Literary career
Clare's first book, Running for the Hills (2006), was a memoir, described by John Carey in The Sunday Times as: 'the equivalent of a collection of poems by Ted Hughes – or even Wordsworth'.[1] It won the Somerset Maugham Award and saw Clare shortlisted for Sunday Times Young Writer of the Year 2007.
His second novel, Truant: Notes from the Slippery Slope, is a contribution to the debate about cannabis, and led Carlo Gebler in The Irish Times to advise 'Get your stoner friend a copy.
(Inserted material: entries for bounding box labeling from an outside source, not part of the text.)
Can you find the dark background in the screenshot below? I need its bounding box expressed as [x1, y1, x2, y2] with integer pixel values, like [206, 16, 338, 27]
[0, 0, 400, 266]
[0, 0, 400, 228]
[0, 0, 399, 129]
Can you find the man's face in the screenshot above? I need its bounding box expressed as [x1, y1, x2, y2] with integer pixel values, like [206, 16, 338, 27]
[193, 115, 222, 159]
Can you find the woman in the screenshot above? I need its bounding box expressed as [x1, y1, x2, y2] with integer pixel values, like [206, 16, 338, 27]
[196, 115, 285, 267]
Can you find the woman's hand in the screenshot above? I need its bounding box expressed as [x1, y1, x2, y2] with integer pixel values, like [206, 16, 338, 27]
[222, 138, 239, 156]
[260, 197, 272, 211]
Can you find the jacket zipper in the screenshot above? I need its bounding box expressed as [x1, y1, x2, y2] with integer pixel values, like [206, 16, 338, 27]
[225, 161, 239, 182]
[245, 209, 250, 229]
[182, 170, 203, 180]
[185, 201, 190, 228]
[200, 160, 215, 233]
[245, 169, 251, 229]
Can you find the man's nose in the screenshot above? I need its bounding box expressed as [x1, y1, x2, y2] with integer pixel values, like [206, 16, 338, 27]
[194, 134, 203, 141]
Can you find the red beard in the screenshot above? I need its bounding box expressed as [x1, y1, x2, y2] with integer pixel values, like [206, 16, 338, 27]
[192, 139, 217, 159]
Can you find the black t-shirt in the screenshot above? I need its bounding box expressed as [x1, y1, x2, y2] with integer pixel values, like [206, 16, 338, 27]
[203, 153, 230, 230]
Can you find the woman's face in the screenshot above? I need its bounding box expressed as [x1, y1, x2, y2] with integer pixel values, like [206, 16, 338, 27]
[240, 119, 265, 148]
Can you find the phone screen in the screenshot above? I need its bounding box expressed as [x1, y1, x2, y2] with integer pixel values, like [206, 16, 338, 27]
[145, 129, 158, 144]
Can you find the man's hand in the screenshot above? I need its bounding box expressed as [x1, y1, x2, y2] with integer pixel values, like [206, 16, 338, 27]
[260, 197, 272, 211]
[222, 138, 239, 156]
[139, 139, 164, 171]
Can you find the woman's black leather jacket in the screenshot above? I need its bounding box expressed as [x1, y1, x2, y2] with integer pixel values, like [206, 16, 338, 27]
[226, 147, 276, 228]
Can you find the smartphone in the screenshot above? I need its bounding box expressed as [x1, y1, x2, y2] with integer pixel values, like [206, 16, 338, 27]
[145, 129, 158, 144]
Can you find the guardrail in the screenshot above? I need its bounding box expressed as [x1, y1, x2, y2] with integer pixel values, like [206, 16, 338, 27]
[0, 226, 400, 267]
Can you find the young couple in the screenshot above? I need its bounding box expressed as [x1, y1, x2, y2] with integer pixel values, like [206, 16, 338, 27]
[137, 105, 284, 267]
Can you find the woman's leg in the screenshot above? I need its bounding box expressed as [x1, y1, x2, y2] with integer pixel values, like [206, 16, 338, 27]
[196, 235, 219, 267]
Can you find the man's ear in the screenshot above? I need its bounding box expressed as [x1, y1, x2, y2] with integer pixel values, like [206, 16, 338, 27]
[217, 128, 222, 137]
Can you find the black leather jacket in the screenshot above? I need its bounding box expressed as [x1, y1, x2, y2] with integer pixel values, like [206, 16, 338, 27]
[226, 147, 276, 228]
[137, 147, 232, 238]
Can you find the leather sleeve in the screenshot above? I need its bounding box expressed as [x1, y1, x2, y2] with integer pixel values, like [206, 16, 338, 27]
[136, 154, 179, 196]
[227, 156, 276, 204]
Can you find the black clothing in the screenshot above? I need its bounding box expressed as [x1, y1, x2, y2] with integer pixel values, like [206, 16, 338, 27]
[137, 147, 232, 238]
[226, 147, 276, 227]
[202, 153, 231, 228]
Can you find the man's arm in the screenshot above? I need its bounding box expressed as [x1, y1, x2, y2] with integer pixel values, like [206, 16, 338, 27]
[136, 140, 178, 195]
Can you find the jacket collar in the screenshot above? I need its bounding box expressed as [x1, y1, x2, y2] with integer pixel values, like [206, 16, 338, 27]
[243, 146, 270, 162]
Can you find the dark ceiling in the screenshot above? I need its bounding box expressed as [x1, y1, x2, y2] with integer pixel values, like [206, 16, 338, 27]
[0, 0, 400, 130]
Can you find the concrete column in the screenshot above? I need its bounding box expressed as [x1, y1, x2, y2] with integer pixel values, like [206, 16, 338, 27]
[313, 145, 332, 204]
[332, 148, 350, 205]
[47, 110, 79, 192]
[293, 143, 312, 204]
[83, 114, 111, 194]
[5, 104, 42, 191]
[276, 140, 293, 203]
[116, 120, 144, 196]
It might just save their life.'[2]
It was followed by several works of travel and nature writing. A Single Swallow (2009) traces the migration of barn swallows from South Africa to South Wales. Annabel Goldie in The Herald called it: 'An extraordinary and mesmerising odyssey'[3]
In 2012 and 2013 Clare travelled with Maersk Lines as a writer in residence on container ships. His account of the ships, oceans and crews he encountered on voyages from Felixstowe to Los Angeles, and from Antwerp to Montreal, Down to the Sea in Ships (2014), was described by The Independent as: 'a lyrical, heartfelt and eye-opening chronicle'.[4] The book won the Stanford Dolman Travel Book of the Year.
Two children's books, Aubrey and the Terrible Yoot and a sequel, Aubrey and the Terrible Ladybirds, were published in 2015 and 2017. Both Aubrey books were longlisted for the Carnegie Medal. Aubrey and the Terrible Yoot won the Branford Boase Award for Best Debut Children's Book, the judges commenting: 'Horatio Clare writes about nature as well as T.H. White.' [5]
In 2015 Clare won the Royal Geographical Society / Neville Shulman Challenge Award, for Orison for a Curlew, a combination of travel and nature writing, concentrating on the conservationists who tried to save the bird. The Times Literary Supplement commented: 'Busy and vigorous humanity is the subject to which Clare is best suited; he has a sharp ear for it, and thanks to Clare's generosity toward his subjects, the wealth of backstory and anecdote in his Orison practically hums with it.' [6]
In 2017 Chatto & Windus published Icebreaker – A Voyage Far North, the record of a journey around the Bothnian Bay with the Finnish government's icebreaker Otso. It was the New Statesman's Book of the Year, and The Economist commented: 'Light fills his writing... Mr Clare is a great enjoyer – of people, landscape, and above all of language.'[7] Icebreaker was shortlisted for the Wales Book of the Year Award 2017.
Clare's 2019 book The Light in the Dark: A Winter Journal is an exploration of the highs and lows of the British winter, acclaimed by critics for its emotional power. 'As travel writer, nature writer, memory retriever and... prose-poet of mesmerising lyricism, Horatio Clare is a celebrant and observer of what is lovely, less lovely and sometimes, thankfully, absurd in the world,' wrote Juliet Nicolson in The Spectator.[8]
Heavy Light: A Journey Through Madness, Mania and Healing appeared in 2021, published by Chatto & Windus. The work describes Clare's own breakdown, sectioning, psychiatric treatment, and recovery. The Daily Telegraph judged it 'game changing'[9] for its insights into the causes, course and treatment of breakdown. 'What a gift,' wrote Megan Andrew in The Sunday Times, 'having such an articulate agent, reporting back from the far edges of the mind.'[10]
In 2024 Penguin Life published Your Journey Your Way – The Recovery Guide to Mental Health, a study of new treatments and approaches to mental health recovery. The Observer judged it 'a generous and deeply researched guide to navigating mental health care'.[11] It was a Sunday Times Best Self-help Book of 2024.[12]
We Came By Sea - stories of a greater Britain was published in 2025 by Little Toller Books, telling the unreported story of the small boats crisis. 'This is bold, exhilarating thinking' commented the Times Literary Supplement [13]. 'Powerful...' said The Spectator, 'at grassroots level he finds British people filled with compassion, generosity and courage'.[14] The book was shortlisted for the Nero Book Awards 2025.[15]